01a-occupancy-models-aerial-period.Rmd: Run occupancy models for the 2016 aerial count. For Integrative Zoology / Animal Conservation manuscript

01b-occupancy-models-combinedyearseason.Rmd: Run occupancy models for both years and seasons in a single model, where year and season are included as predictors (technically not an appropriate approach)

02-occupancy-covariate-comparison.R: for exploring the effects of individual covariates on overall occupancy (Lindsey’s suggested method for Bayesian "model selection"). Essentially does what occupancy-models does, but with just one detection covariate, and only exports community-level hyperparameters. Output = Community-level hyperparameter - coefficient corresponding to effect of the predictor variable on occupancy (mean, SD, upper and lower CIs)

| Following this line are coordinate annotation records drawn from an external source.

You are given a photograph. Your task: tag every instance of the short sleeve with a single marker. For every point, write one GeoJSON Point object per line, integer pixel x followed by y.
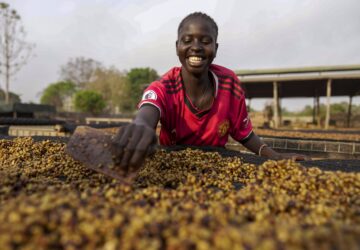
{"type": "Point", "coordinates": [154, 95]}
{"type": "Point", "coordinates": [241, 129]}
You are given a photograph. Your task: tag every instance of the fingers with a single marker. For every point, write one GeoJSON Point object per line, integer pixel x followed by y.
{"type": "Point", "coordinates": [131, 146]}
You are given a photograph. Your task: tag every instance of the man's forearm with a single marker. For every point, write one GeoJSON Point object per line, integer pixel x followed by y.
{"type": "Point", "coordinates": [257, 146]}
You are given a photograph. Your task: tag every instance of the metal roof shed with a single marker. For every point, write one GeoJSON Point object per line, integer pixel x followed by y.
{"type": "Point", "coordinates": [313, 82]}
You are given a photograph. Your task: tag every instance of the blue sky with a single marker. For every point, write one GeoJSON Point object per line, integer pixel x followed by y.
{"type": "Point", "coordinates": [139, 33]}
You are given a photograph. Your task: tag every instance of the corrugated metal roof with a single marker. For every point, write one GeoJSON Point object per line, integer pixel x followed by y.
{"type": "Point", "coordinates": [314, 69]}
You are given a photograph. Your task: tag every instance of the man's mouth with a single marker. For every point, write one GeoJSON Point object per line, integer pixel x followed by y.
{"type": "Point", "coordinates": [195, 60]}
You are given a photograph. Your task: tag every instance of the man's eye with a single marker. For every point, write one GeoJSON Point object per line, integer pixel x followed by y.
{"type": "Point", "coordinates": [206, 41]}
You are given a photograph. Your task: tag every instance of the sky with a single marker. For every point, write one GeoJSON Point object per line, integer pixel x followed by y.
{"type": "Point", "coordinates": [256, 34]}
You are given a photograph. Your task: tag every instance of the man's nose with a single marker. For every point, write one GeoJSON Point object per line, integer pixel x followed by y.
{"type": "Point", "coordinates": [196, 45]}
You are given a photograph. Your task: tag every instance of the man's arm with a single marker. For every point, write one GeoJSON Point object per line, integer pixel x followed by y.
{"type": "Point", "coordinates": [256, 145]}
{"type": "Point", "coordinates": [136, 140]}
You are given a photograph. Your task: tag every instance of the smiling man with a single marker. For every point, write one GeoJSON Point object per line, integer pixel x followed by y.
{"type": "Point", "coordinates": [198, 104]}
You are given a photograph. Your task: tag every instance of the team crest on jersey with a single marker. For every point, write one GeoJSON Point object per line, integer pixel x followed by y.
{"type": "Point", "coordinates": [223, 128]}
{"type": "Point", "coordinates": [149, 95]}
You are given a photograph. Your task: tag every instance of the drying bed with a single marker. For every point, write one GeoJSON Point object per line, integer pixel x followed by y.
{"type": "Point", "coordinates": [181, 199]}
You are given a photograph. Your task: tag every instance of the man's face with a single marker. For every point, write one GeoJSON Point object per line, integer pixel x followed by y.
{"type": "Point", "coordinates": [196, 46]}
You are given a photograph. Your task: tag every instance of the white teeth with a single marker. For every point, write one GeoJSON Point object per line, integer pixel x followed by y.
{"type": "Point", "coordinates": [195, 59]}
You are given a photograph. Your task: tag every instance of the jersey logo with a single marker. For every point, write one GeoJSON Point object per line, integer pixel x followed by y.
{"type": "Point", "coordinates": [149, 95]}
{"type": "Point", "coordinates": [246, 121]}
{"type": "Point", "coordinates": [223, 128]}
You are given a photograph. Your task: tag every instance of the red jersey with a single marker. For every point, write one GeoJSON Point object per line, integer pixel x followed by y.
{"type": "Point", "coordinates": [183, 124]}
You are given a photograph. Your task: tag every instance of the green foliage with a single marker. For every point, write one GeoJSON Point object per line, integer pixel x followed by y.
{"type": "Point", "coordinates": [137, 79]}
{"type": "Point", "coordinates": [15, 51]}
{"type": "Point", "coordinates": [80, 71]}
{"type": "Point", "coordinates": [14, 98]}
{"type": "Point", "coordinates": [89, 101]}
{"type": "Point", "coordinates": [56, 93]}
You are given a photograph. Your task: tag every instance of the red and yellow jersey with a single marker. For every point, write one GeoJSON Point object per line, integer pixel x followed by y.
{"type": "Point", "coordinates": [183, 124]}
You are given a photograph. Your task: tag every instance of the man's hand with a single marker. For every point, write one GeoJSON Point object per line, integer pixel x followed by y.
{"type": "Point", "coordinates": [132, 144]}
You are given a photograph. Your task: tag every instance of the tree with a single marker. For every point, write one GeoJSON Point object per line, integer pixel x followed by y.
{"type": "Point", "coordinates": [137, 79]}
{"type": "Point", "coordinates": [13, 98]}
{"type": "Point", "coordinates": [89, 101]}
{"type": "Point", "coordinates": [14, 50]}
{"type": "Point", "coordinates": [57, 93]}
{"type": "Point", "coordinates": [79, 70]}
{"type": "Point", "coordinates": [110, 83]}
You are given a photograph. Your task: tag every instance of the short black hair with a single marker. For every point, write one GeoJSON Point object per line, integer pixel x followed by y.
{"type": "Point", "coordinates": [203, 16]}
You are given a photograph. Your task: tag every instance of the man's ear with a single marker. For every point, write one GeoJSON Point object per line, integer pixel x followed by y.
{"type": "Point", "coordinates": [176, 43]}
{"type": "Point", "coordinates": [216, 47]}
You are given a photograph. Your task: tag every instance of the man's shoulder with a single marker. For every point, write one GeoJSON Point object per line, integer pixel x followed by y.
{"type": "Point", "coordinates": [170, 76]}
{"type": "Point", "coordinates": [228, 81]}
{"type": "Point", "coordinates": [222, 71]}
{"type": "Point", "coordinates": [168, 82]}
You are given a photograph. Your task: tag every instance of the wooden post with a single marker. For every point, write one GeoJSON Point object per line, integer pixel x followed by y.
{"type": "Point", "coordinates": [349, 112]}
{"type": "Point", "coordinates": [314, 110]}
{"type": "Point", "coordinates": [328, 103]}
{"type": "Point", "coordinates": [318, 117]}
{"type": "Point", "coordinates": [276, 104]}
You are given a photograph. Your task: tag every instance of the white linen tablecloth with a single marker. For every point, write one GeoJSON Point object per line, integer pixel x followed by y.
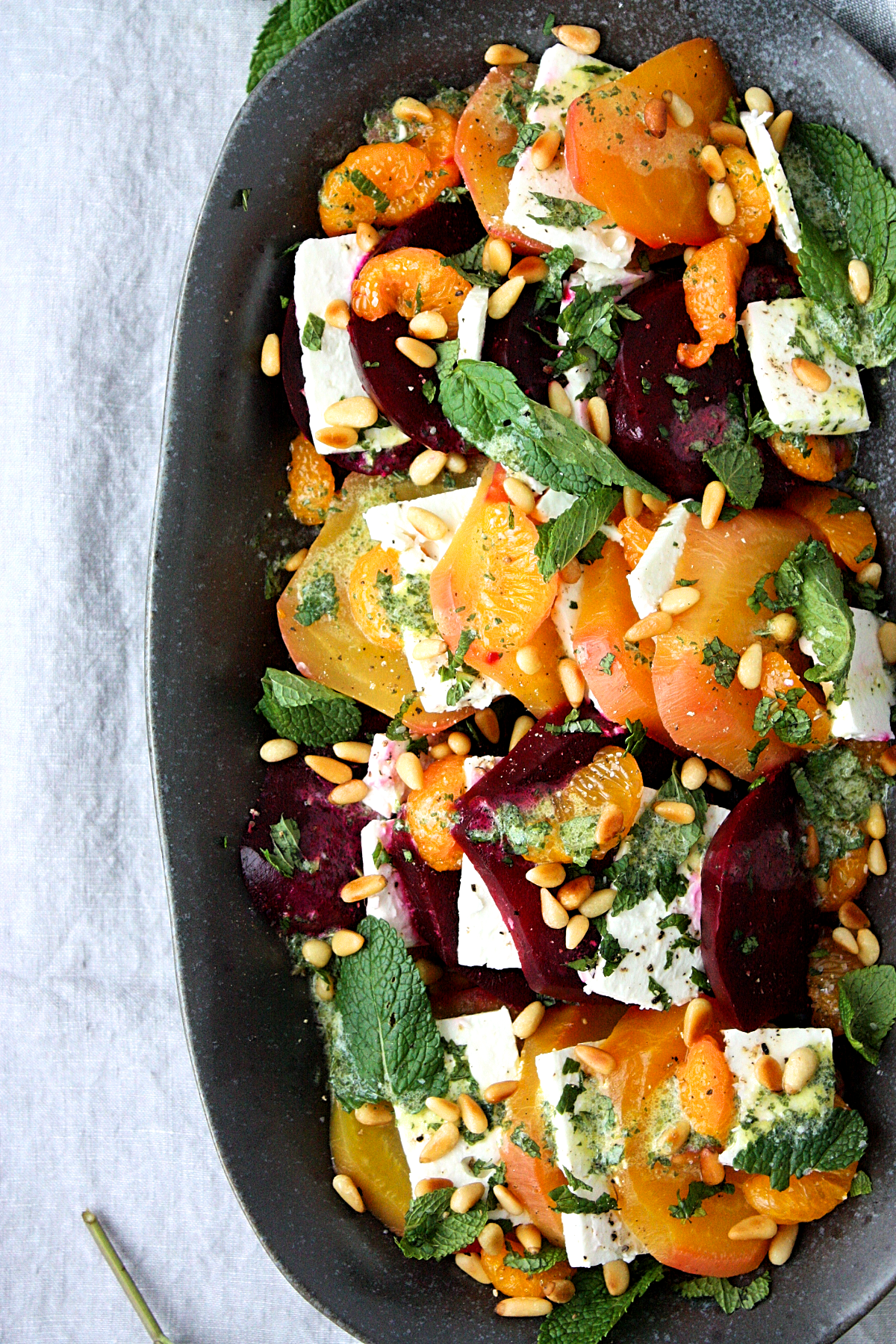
{"type": "Point", "coordinates": [112, 116]}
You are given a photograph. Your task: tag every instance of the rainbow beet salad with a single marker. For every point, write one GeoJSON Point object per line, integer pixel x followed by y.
{"type": "Point", "coordinates": [579, 765]}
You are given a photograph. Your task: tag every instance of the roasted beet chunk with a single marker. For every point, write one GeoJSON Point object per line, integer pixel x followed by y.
{"type": "Point", "coordinates": [309, 902]}
{"type": "Point", "coordinates": [758, 918]}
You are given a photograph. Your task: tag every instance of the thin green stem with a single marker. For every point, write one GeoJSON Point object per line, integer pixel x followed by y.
{"type": "Point", "coordinates": [132, 1292]}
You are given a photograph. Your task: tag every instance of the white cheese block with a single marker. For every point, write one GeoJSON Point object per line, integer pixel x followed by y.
{"type": "Point", "coordinates": [586, 1149]}
{"type": "Point", "coordinates": [655, 573]}
{"type": "Point", "coordinates": [470, 323]}
{"type": "Point", "coordinates": [773, 175]}
{"type": "Point", "coordinates": [777, 334]}
{"type": "Point", "coordinates": [759, 1109]}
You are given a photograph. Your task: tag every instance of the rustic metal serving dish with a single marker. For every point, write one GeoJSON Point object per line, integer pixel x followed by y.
{"type": "Point", "coordinates": [210, 636]}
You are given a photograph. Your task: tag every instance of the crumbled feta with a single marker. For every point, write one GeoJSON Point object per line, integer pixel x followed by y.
{"type": "Point", "coordinates": [759, 1109]}
{"type": "Point", "coordinates": [773, 175]}
{"type": "Point", "coordinates": [655, 573]}
{"type": "Point", "coordinates": [588, 1142]}
{"type": "Point", "coordinates": [777, 334]}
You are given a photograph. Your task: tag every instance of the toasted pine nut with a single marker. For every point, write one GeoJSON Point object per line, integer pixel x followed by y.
{"type": "Point", "coordinates": [595, 1062]}
{"type": "Point", "coordinates": [782, 1243]}
{"type": "Point", "coordinates": [573, 682]}
{"type": "Point", "coordinates": [528, 1021]}
{"type": "Point", "coordinates": [578, 38]}
{"type": "Point", "coordinates": [316, 952]}
{"type": "Point", "coordinates": [532, 269]}
{"type": "Point", "coordinates": [553, 912]}
{"type": "Point", "coordinates": [852, 917]}
{"type": "Point", "coordinates": [547, 875]}
{"type": "Point", "coordinates": [366, 237]}
{"type": "Point", "coordinates": [336, 436]}
{"type": "Point", "coordinates": [810, 376]}
{"type": "Point", "coordinates": [375, 1115]}
{"type": "Point", "coordinates": [780, 129]}
{"type": "Point", "coordinates": [337, 314]}
{"type": "Point", "coordinates": [558, 399]}
{"type": "Point", "coordinates": [347, 793]}
{"type": "Point", "coordinates": [414, 349]}
{"type": "Point", "coordinates": [876, 859]}
{"type": "Point", "coordinates": [528, 660]}
{"type": "Point", "coordinates": [868, 947]}
{"type": "Point", "coordinates": [359, 889]}
{"type": "Point", "coordinates": [600, 418]}
{"type": "Point", "coordinates": [759, 101]}
{"type": "Point", "coordinates": [500, 1092]}
{"type": "Point", "coordinates": [428, 326]}
{"type": "Point", "coordinates": [682, 111]}
{"type": "Point", "coordinates": [503, 299]}
{"type": "Point", "coordinates": [500, 54]}
{"type": "Point", "coordinates": [527, 722]}
{"type": "Point", "coordinates": [721, 203]}
{"type": "Point", "coordinates": [598, 903]}
{"type": "Point", "coordinates": [523, 1305]}
{"type": "Point", "coordinates": [346, 942]}
{"type": "Point", "coordinates": [576, 930]}
{"type": "Point", "coordinates": [447, 1137]}
{"type": "Point", "coordinates": [714, 502]}
{"type": "Point", "coordinates": [615, 1276]}
{"type": "Point", "coordinates": [356, 752]}
{"type": "Point", "coordinates": [679, 600]}
{"type": "Point", "coordinates": [347, 1189]}
{"type": "Point", "coordinates": [859, 280]}
{"type": "Point", "coordinates": [696, 1021]}
{"type": "Point", "coordinates": [727, 134]}
{"type": "Point", "coordinates": [277, 749]}
{"type": "Point", "coordinates": [411, 109]}
{"type": "Point", "coordinates": [426, 465]}
{"type": "Point", "coordinates": [711, 1169]}
{"type": "Point", "coordinates": [335, 772]}
{"type": "Point", "coordinates": [355, 411]}
{"type": "Point", "coordinates": [657, 623]}
{"type": "Point", "coordinates": [768, 1073]}
{"type": "Point", "coordinates": [632, 502]}
{"type": "Point", "coordinates": [270, 355]}
{"type": "Point", "coordinates": [694, 773]}
{"type": "Point", "coordinates": [711, 163]}
{"type": "Point", "coordinates": [492, 1239]}
{"type": "Point", "coordinates": [801, 1068]}
{"type": "Point", "coordinates": [761, 1228]}
{"type": "Point", "coordinates": [544, 151]}
{"type": "Point", "coordinates": [472, 1265]}
{"type": "Point", "coordinates": [465, 1196]}
{"type": "Point", "coordinates": [680, 813]}
{"type": "Point", "coordinates": [887, 640]}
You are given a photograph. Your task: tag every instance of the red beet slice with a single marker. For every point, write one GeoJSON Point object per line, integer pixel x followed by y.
{"type": "Point", "coordinates": [308, 900]}
{"type": "Point", "coordinates": [758, 921]}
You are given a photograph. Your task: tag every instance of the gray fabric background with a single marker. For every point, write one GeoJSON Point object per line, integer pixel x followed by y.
{"type": "Point", "coordinates": [112, 114]}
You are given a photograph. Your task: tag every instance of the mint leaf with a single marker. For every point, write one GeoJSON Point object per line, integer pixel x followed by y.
{"type": "Point", "coordinates": [388, 1021]}
{"type": "Point", "coordinates": [307, 712]}
{"type": "Point", "coordinates": [563, 538]}
{"type": "Point", "coordinates": [433, 1231]}
{"type": "Point", "coordinates": [822, 1144]}
{"type": "Point", "coordinates": [590, 1316]}
{"type": "Point", "coordinates": [868, 1008]}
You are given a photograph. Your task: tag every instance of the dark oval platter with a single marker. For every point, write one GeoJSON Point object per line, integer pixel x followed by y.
{"type": "Point", "coordinates": [252, 1034]}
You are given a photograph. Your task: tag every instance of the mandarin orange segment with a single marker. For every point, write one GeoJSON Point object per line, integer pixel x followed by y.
{"type": "Point", "coordinates": [430, 813]}
{"type": "Point", "coordinates": [711, 282]}
{"type": "Point", "coordinates": [408, 281]}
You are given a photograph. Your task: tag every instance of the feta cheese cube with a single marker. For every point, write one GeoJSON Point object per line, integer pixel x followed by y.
{"type": "Point", "coordinates": [778, 332]}
{"type": "Point", "coordinates": [759, 1109]}
{"type": "Point", "coordinates": [655, 573]}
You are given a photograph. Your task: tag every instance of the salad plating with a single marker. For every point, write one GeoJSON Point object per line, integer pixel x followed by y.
{"type": "Point", "coordinates": [582, 772]}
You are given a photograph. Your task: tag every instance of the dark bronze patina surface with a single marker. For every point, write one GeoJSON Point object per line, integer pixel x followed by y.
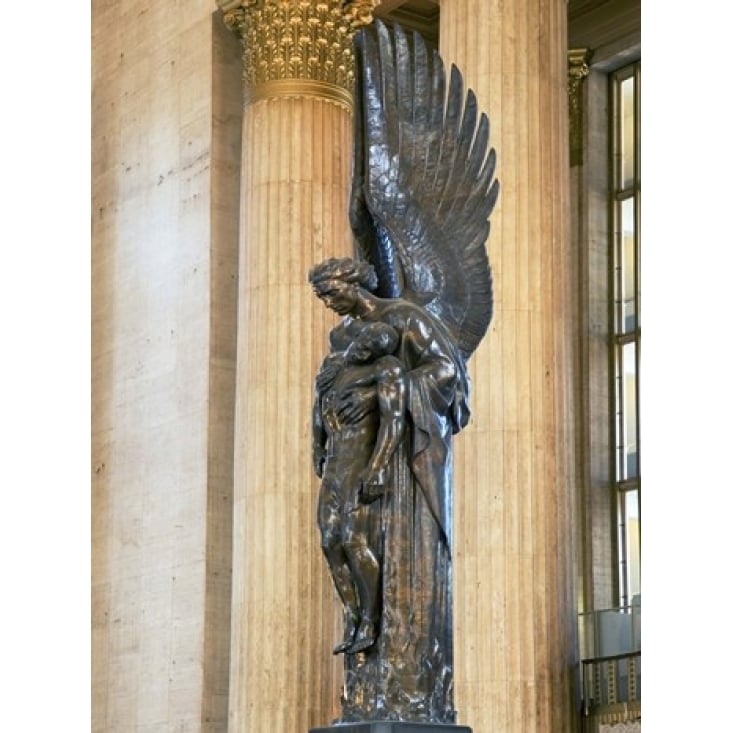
{"type": "Point", "coordinates": [393, 390]}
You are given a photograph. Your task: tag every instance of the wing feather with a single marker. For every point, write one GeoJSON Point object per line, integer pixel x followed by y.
{"type": "Point", "coordinates": [424, 184]}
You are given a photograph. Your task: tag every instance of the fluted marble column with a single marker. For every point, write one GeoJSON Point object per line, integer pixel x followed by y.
{"type": "Point", "coordinates": [296, 155]}
{"type": "Point", "coordinates": [514, 570]}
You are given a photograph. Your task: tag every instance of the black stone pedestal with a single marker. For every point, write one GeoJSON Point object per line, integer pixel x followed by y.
{"type": "Point", "coordinates": [390, 726]}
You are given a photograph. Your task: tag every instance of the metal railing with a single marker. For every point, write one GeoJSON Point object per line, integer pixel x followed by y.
{"type": "Point", "coordinates": [610, 650]}
{"type": "Point", "coordinates": [610, 682]}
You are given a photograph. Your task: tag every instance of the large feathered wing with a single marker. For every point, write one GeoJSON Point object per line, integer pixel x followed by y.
{"type": "Point", "coordinates": [423, 182]}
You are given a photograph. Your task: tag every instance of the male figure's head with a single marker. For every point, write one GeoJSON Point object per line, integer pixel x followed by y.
{"type": "Point", "coordinates": [340, 282]}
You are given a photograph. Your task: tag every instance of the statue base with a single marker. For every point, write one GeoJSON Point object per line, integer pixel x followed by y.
{"type": "Point", "coordinates": [391, 726]}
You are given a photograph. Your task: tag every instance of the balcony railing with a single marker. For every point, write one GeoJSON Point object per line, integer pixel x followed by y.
{"type": "Point", "coordinates": [610, 648]}
{"type": "Point", "coordinates": [612, 687]}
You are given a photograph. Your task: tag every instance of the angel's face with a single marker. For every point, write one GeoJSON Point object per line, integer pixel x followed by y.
{"type": "Point", "coordinates": [339, 296]}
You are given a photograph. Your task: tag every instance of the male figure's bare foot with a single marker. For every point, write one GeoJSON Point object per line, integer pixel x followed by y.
{"type": "Point", "coordinates": [365, 637]}
{"type": "Point", "coordinates": [350, 626]}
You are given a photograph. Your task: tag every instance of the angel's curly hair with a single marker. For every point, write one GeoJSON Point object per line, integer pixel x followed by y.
{"type": "Point", "coordinates": [345, 269]}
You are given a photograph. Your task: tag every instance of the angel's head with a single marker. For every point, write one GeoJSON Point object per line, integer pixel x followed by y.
{"type": "Point", "coordinates": [339, 283]}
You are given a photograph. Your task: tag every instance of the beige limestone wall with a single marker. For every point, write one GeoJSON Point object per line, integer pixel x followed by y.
{"type": "Point", "coordinates": [515, 493]}
{"type": "Point", "coordinates": [163, 279]}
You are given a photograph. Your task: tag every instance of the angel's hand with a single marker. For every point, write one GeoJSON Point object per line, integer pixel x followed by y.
{"type": "Point", "coordinates": [355, 406]}
{"type": "Point", "coordinates": [330, 368]}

02-occupancy-covariate-comparison-2.R: for exploring the effects of individual covariates on overall occupancy (Lindsey’s suggested method for Bayesian "model selection"). Input individual spreadsheets for the community coefficient model output (outputs from occupancy-covariate-comparison.R

03-occupancy-results-exploration.Rmd: Explore the results of the occupancy models

5. Temporal data analysis scripts

01-temporal-overlap.R: Calculates pairwise temporal (24-hr) overlap between all pairs of species, using overlap package. Input is record table, and outputs long data matrix with pairwise overlap values for all 703 species pairs, with columns for overlap in dry, wet3mo, and wet4mo seasons

6. Species Interaction Factor analysis scripts

01-format-data-for-sif.R: Reformats detection and operation matrices for pairwise species interaction factor modeling (from Lindsey) Input is detection and operation matrices (as generated by occupancy-matrix-wrangling.Rmd). Output is spreadsheet of species pair co-occurrence data ready for SIF analysis using run-sif-model.R (ex. Dry.peak.SppPairs.csv)

02-run-sif-model.R: Runs species co-occurrence models. Code from Lindsey Rich. Input species pair detection information - from Sformat-data-for-sif.R (ex. Dry.peak.SppPairs.csv). Output SIF results, with columns for psiA (probability A occurred in study area), psiBA (probability of B given A), psiBa (probability of B given A), psiB (derived quantity from the other values), pA (A detection probability), pB (B detection probability) - ex. SIF_2018Dry.csv

03-explore-sif-results.Rmd: Analysis of SIF results, in conjunction with temporal overlap, RAI overlap, dietary overlap, etc.